Astrid Freisen hat eine Bipolare Störung. In ihrem Buch beschreibt sie, was ihr geholfen hat und welche Behandlungen es gibt.

Sie sind mitten unter uns, oft unbemerkt, doch manchmal fallen sie auf durch abweichendes Verhalten. Und manchmal müssen sie sich längere Zeit krankschreiben lassen. Dr. med. Astrid Freisen gehört zu diesen Erkrankten, sie ist schwerbehindert, hat eine Bipolare Störung und Multiple Sklerose. „Wir fliegen hoch, wir fallen tief“, bekennt sie in ihrem gleichnamigen Buch. Das Besondere an ihrer Geschichte ist, dass sie als Psychiaterin arbeitet, und vor allem, dass sie sich als chronisch psychisch krank geoutet hat. Sie wünscht sich, dass schon Kinder und Jugendliche mit ähnlichen Stimmungsschwankungen wie ihren sich trauen, darüber zu sprechen, damit sie frühzeitig Hilfe bekommen können.
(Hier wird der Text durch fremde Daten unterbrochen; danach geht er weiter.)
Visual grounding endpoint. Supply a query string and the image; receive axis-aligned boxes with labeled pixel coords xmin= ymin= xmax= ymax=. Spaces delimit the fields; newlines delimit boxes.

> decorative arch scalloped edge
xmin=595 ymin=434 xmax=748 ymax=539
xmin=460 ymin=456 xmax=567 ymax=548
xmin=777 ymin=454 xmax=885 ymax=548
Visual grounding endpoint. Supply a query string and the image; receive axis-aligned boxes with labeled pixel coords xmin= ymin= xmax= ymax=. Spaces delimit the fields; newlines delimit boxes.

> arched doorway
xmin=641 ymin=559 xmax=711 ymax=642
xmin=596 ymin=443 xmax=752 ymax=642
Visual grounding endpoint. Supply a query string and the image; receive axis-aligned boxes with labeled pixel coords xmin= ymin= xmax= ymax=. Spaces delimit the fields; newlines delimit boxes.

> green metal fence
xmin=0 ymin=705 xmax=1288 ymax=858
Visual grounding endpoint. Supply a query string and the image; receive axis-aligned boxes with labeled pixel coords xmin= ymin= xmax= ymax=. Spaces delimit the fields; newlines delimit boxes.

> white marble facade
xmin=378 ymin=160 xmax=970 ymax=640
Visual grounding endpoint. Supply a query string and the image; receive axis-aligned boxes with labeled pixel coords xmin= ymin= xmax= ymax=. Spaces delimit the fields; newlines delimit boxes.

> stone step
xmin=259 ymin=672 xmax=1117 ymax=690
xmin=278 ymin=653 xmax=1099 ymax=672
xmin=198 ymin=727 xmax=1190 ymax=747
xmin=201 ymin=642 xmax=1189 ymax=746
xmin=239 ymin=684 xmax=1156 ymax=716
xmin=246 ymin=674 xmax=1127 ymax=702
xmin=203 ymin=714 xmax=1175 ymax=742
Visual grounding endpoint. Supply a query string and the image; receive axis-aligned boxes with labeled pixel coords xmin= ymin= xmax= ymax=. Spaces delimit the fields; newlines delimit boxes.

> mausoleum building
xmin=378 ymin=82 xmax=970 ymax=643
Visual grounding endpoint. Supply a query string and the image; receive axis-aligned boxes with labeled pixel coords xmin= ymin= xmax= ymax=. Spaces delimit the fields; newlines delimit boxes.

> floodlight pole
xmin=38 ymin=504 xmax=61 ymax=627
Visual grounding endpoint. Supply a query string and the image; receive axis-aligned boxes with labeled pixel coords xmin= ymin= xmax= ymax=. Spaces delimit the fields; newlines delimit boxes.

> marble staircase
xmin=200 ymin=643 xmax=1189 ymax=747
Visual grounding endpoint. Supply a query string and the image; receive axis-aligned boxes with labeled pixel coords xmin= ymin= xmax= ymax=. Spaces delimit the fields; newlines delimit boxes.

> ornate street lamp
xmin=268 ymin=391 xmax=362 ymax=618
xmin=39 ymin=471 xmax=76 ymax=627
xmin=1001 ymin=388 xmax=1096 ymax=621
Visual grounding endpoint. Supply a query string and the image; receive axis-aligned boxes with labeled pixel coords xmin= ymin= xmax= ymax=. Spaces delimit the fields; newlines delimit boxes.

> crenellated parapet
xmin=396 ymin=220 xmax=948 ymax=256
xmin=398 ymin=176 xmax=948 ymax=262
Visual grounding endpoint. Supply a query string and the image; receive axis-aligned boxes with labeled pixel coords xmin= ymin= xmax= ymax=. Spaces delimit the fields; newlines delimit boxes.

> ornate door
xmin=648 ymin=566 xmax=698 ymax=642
Bei Astrid Freisen hat es lange gedauert, bis die Diagnose klar war. Die perfektionistische Einserschülerin und Medizinstudentin will alles richtig machen und keinesfalls unangenehm auffallen. Sie nimmt lange nicht wahr, dass ihre psychische Erkrankung dauerhaft und konsequent behandelt werden muss. Damit liefert sie sich der Krankheit aus und zerstört fast selbst ihr Leben. Dank ihres medizinischen Wissens, der Unterstützung kompetenter Fachkräfte, verständnisvoller Angehöriger und Arbeitgeber schafft sie es, schließlich zurückzufinden in einen funktionierenden beruflichen und privaten Alltag.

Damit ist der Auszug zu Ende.